Он поднялся со своего места и вышел вперед. Лицо его было бледным, голос дрожал. Это было вполне понятно, поскольку впереди его ждала позорная смерть. Он рассказал им правду во всех подробностях, начиная с того дня, когда он отплыл из Байдфорда. Присяжные стали задавать ему вопросы о том, как вели себя другие матросы на борту «Розы Девона». На это Филип ответил, что он не вправе говорить о других. Они должны отвечать за себя сами. Пусть его повесят, но брать на себя ответственность за них он не может.

— Ну что же, — произнес Верховный Судья, постукивая пальцами по столу, и наклонился вперед. — Вы слышали вопрос. Помните, молодой человек, что ваше положение очень и очень непрочно. Своим молчанием вы ничего не добьетесь.

— Ваша Светлость, — ответил он, — показания были полными. Нет необходимости в моих добавлениях. Вынуждая меня говорить, вы тем самым заставляете меня пойти на предательство. От этих людей я видел только грубость и жестокость, но я ел их хлеб и пил их вино, и это удерживает меня от того, чтобы помочь отправить их на виселицу.

Моралисты могли бы упрекнуть Филипа Маршама в том, что он уклонился от долга и не помог правосудию покарать тех, кто преступил закон. Но он ответил так, как подсказывала ему его совесть. После малодушного признания Джозефа Кирка откровенное и честное заявление юноши тронуло даже Верховного Судью. Он сидел на возвышении, хмуро сдвинув брови, как того требовало его положение. Преданность — одна из величайших человеческих добродетелей и делает честь тому, кто ей обладает. Речь Филипа обернулась неожиданностью, которой не предвидел никто, даже он сам.

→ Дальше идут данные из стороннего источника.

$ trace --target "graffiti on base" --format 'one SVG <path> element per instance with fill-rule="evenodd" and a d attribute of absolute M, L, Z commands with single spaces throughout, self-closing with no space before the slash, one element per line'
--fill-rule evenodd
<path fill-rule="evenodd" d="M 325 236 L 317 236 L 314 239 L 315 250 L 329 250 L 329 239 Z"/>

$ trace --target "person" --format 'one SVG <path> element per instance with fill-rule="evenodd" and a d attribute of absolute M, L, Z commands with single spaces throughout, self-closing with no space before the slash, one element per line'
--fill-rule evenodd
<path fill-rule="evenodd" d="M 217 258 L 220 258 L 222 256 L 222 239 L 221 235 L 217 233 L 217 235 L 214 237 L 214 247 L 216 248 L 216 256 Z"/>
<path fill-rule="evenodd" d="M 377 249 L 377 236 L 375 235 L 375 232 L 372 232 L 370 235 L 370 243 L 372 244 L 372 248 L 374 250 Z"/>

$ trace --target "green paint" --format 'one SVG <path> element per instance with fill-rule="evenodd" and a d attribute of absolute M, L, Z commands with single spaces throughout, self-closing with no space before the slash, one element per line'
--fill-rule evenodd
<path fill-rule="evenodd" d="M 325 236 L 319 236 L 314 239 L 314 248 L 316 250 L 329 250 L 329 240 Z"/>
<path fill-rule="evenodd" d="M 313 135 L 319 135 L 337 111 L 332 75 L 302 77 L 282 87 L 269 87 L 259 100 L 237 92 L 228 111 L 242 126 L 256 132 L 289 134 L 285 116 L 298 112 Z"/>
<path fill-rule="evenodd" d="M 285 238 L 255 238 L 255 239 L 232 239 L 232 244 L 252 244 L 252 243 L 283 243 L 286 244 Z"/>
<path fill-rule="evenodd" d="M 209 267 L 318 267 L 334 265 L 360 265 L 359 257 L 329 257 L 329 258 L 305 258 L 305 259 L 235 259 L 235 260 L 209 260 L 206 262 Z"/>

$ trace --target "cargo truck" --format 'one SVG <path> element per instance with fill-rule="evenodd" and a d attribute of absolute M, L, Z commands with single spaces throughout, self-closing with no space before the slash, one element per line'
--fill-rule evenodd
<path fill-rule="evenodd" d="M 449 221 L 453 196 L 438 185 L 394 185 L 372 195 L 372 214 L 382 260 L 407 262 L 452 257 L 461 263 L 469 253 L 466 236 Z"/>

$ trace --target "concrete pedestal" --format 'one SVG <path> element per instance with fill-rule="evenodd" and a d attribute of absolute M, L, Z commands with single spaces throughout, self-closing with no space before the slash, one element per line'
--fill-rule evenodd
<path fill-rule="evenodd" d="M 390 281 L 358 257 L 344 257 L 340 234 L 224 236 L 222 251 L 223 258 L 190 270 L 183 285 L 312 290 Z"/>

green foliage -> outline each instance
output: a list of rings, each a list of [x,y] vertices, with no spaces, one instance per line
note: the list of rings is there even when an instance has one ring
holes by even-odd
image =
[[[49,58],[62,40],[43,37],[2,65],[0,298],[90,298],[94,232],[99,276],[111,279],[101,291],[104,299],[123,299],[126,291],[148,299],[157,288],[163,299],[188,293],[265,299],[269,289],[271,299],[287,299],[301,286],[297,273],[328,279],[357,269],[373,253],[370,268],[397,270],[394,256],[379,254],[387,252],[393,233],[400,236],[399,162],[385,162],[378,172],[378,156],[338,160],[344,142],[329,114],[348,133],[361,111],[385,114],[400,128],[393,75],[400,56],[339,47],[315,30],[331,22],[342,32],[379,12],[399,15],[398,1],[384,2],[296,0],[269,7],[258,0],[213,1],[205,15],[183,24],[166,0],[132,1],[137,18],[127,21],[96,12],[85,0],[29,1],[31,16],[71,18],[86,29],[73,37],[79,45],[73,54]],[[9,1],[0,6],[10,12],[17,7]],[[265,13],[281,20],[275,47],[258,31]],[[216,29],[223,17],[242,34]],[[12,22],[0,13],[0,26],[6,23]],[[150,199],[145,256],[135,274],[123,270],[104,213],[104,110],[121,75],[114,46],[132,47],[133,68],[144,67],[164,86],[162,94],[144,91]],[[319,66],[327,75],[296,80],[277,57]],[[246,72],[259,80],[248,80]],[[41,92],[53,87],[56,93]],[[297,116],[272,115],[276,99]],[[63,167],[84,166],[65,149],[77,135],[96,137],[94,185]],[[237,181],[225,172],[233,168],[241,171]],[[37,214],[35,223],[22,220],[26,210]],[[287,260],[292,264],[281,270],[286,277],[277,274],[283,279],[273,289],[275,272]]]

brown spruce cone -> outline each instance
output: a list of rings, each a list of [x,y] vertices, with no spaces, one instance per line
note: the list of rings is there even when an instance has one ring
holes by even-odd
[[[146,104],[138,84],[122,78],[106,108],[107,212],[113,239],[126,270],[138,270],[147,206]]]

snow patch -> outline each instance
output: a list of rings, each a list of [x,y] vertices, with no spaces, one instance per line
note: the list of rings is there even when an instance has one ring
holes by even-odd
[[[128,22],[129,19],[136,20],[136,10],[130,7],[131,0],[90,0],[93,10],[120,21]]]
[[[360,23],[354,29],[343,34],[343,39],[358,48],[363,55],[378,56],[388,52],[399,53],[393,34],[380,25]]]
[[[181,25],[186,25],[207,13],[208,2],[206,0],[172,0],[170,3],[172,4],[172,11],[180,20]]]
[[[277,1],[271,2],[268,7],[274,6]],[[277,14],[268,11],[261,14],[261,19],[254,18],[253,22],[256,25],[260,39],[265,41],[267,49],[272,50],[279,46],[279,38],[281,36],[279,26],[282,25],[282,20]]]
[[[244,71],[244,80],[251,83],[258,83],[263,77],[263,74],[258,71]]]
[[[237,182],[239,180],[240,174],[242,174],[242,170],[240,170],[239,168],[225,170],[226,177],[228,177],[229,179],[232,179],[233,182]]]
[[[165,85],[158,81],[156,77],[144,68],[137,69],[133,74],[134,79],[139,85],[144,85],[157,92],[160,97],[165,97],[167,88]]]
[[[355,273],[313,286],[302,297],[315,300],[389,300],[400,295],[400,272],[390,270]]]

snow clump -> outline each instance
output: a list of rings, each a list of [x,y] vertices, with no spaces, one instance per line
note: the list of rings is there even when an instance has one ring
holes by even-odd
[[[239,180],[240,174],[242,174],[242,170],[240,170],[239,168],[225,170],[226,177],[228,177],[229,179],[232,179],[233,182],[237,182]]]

Том Джордан вскочил и закричал:

— Господин судья! Я умоляю вас дать мне слово!

Он не обращал внимания на офицеров, которые схватили его и пытались усадить на место. В зале зашумели. Охранники оттаскивали Старика и зажимали ему рот. Он сопротивлялся и продолжал кричать: «Ваша Светлость! Ваша Светлость!»

Его Сиятельство громко призвал к тишине и порядку, сердито взглянул на Старика, но все-таки дал ему слово. Как когда-то давно сказал Мартин, Том Джордан был сущий дьявол, но он никогда не строил подлые козни за спиной другого.

— Благодарю вас, господин судья, — произнес он, поправляя помятую в схватке одежду. — Меня повесят, но я хочу увидеть, как восторжествует справедливость. Во власти Филипа Маршама было дополнить перечень наших грузов и злодеяний, но у него достало мужества сдержаться и не сделать этого. Поэтому, господин судья, я чувствую необходимость заверить вас, что все, о чем он рассказал, чистая правда. Он действовал не по собственной воле. Он смелый малый, и я хотел, чтобы он присоединился к нам и душой и сердцем. Это правда, что он бежал с нашего корабля и предал нас. И за это я хотел бы видеть, как он будет повешен месте с остальными, если бы не его отважный поступок, которому мы все были свидетелями. А что касается этой свиньи — да, тебя, Джо Кирк, то он совершил такие гнусные и мерзкие дела, за которые ему нет прощения. Только виселица может искупить их.